Веснушчатая женщина в мужской фуражке, из-под которой торчали пряди рыжих волос, тихо сказала своей соседке:
— Машка, ты получала на этой неделе гречку в кооперативе?
— Нет. А что, давали?
— Да. Два фунта на карточку. Лучше получи, пока она не кончилась.
Проплыло знамя, на котором был начертан лозунг:
ВПЕРЕД К СОЦИАЛИСТИЧЕСКОМУ БУДУЩЕМУ ПОД РУКОВОДСТВОМ ЛЕНИНСКОЙ ПАРТИИ!
— Вот черт! — прошипела какая-то женщина сквозь почерневшие остатки зубов. — Ну и выбирают они деньки для своих парадов — холод собачий!
Вы жертвою па-а-а-ли
В борьбе роковой
Любви безза-а-ветной наро-о-оду…
— …два часа простояла вчера в очереди, а самый хороший лук…
— Дунька, не прозевай, когда будут давать подсолнечное масло в кооперативе…
— Если в них никто не стреляет, так они сами пускают себе пулю в лоб — просто чтобы мы здесь помаршировали…
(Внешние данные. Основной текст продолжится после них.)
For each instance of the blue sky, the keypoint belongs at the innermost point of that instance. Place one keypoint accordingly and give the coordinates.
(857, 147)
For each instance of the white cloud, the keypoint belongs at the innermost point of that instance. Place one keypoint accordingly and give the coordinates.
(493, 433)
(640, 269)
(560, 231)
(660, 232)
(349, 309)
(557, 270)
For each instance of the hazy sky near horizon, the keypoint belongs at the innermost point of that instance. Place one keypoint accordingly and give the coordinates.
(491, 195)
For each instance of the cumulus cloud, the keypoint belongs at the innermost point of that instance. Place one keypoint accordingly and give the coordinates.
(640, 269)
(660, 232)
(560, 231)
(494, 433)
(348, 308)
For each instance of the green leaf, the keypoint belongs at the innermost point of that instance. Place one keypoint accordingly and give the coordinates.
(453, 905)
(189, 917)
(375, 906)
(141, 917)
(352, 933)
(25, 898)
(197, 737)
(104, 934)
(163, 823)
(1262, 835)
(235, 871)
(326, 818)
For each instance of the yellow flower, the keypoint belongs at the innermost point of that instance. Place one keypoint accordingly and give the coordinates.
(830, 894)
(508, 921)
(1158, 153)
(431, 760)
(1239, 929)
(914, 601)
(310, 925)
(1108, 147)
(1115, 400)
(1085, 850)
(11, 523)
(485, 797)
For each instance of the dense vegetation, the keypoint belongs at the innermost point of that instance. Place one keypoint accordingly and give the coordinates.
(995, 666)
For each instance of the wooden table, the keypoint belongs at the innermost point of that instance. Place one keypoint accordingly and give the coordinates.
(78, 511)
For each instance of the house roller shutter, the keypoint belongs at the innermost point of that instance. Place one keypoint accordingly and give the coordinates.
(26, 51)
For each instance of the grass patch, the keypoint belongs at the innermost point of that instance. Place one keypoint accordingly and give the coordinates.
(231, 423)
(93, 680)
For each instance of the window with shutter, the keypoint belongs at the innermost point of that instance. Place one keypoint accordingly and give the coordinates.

Вы о-отдали все, что мо-о-огли, за него…
Появился еще один стяг:
КРЕПИТЕ УЗЫ КЛАССОВОЙ СОЛИДАРНОСТИ
ПОД ЗНАМЕНЕМ КОММУНИСТИЧЕСКОЙ
ПАРТИИ!
— Вот черт! Я оставила суп на примусе. Растечется по всей комнате.
— Товарищ, перестаньте чесаться.
За жи-и-изнь его, че-е-есть и сво-о-ободу…
— Товарищ, перестаньте щелкать семечки. Это неприлично.
— Делается это так, Прасковья: чистишь лук и добавляешь щепотку любой муки, какой сможешь достать, после чего вливаешь немного льняного масла и…
— А этим-то с какой стати стреляться?
Пронесли еще одно знамя:
КОММУНИСТИЧЕСКАЯ ПАРТИЯ
ИДЕТ НА ЛЮБЫЕ ЖЕРТВЫ
В БОРЬБЕ ЗА СВОБОДУ ЧЕЛОВЕЧЕСТВА
— Там у черного хода есть небольшая кладовая, а в ней немного соломы, и никто нас не услышит.
— А как же мой муж?
— Этот олух никогда не поумнеет.
— Перед тем как готовить, замочи просо на пару часов…
— Господи, уже седьмой месяц! Не могу же я выглядеть как спичка. А еще приходится торчать здесь… это мой пятый…
Наста-а-а-нет пора, и просне-е-ется народ,
Великий, могучий, свобо-о-о-дный!..
— Вот черт! Газета прямо-таки прилипла к пятке. Вы когда-нибудь пробовали класть под носки газетную бумагу, чтобы ноги не мерзли?
— От этого они так неприятно пахнут.
— Прикрывайте же рот рукой, когда зеваете, товарищ.
— Будь прокляты эти демонстрации! Кем он все-таки был, этот покойник?